September 11th, 2004

(no subject)

When Arjan enabled ub in Rawhide, it tripped a number of bug reports. I was actually surprised to learn how popular Rawhide is, considering that Fedora itself does not have all that long an update cycle. Quite a number of people were upset and bitched about the demise of Red Hat Linux in a box and short life cycle of Fedora releases. But getting back on track, two main problems of ub were an Oops when a mounted stick was unplugged and that hald went crazy. Actually, it didn't, but it filled /var/log/messages with block level errors. It seems that hald was opening all devices periodically, and since we now have udev, it was able to open ub even though nobody ran mknod to create device nodes. At this level of automation I'm going to get hit in the nads by an automatic toilet seat very, very soon.

The hald problem received more attention, but actually it was an easy one. I should have sent a fix couple of weeks ago, but I all this time I hoped to fix the Oops RSN and send both. The Oops was caused by an attempt to call put_disk from ub_disconnect(), which pulled the rug from under the upper layers. My first reaction was to move it to ub_cleanup, which is a refcounted tail destructor, similar to scsi_disk_put. However, immediately I started to doubt that it was sufficiently bulletproof. The ub_cleanup is called from the release method, right? So, the release is not done at the time yet, structures are still in place. How doing put_disk there is any better than doing it from a disconnect? The whole construct rides on an assumption that nobody tries to do anything to the device (like an open) between the return of the release method and the teardown of all structures in the block device layer. And I just did not trust that to work and be race free.

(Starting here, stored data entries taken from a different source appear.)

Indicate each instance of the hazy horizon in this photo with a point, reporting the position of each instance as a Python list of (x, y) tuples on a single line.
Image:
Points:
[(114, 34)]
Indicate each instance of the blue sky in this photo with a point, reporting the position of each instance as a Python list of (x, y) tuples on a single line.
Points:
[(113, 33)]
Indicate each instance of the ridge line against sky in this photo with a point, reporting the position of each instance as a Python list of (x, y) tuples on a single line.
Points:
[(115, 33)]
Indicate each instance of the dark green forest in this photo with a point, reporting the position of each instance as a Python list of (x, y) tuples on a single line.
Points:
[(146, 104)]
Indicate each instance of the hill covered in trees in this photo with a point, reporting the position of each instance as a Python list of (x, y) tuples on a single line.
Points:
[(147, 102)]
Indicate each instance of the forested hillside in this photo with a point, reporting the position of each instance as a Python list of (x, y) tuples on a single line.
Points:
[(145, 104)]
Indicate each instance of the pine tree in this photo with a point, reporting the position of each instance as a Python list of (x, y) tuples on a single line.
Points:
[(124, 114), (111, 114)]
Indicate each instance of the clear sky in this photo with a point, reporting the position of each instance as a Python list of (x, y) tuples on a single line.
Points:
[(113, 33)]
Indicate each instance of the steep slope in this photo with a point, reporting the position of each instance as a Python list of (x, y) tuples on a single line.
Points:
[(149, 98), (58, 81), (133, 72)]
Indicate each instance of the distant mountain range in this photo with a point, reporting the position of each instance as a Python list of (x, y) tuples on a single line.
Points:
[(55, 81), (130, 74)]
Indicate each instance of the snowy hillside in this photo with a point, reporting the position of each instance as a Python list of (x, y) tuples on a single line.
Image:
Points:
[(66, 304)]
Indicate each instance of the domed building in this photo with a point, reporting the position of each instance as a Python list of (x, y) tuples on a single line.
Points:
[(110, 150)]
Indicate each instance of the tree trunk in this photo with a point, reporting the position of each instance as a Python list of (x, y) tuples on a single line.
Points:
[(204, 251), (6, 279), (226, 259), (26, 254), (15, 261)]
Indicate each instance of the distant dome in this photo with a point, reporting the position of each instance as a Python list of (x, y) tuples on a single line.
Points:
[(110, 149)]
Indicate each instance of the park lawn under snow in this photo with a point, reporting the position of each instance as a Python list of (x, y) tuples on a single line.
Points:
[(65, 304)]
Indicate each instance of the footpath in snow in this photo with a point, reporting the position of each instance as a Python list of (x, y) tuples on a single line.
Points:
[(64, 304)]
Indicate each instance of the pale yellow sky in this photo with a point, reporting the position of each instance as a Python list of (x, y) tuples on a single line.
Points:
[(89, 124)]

Instead of doing the obvious, I sat and scoped an implementation where disk was never released, ever. Just its geometry was changing when media was pulled or devices were disconnected. Rock solid. However, the result was messy. First, I had to create states for the whole device, with a lot of confusion over what states are needed and what to do with them. Second, initialization had to be refactored into sendmail-ish mess, because now sometimes I received a fresh ub_dev with no disk, and sometimes a previously owned one with disk preallocated. And third, I had to copy the code to force a partition rescan from dasd.c. When I did that I understood that I went too far, quickly moved put_disk to ub_cleanup and sent a patch to Greg.

The result was two weeks of angry Rawhide users. Sometimes I'm wondering what is wrong with me? Maybe I should start a second career in real estate.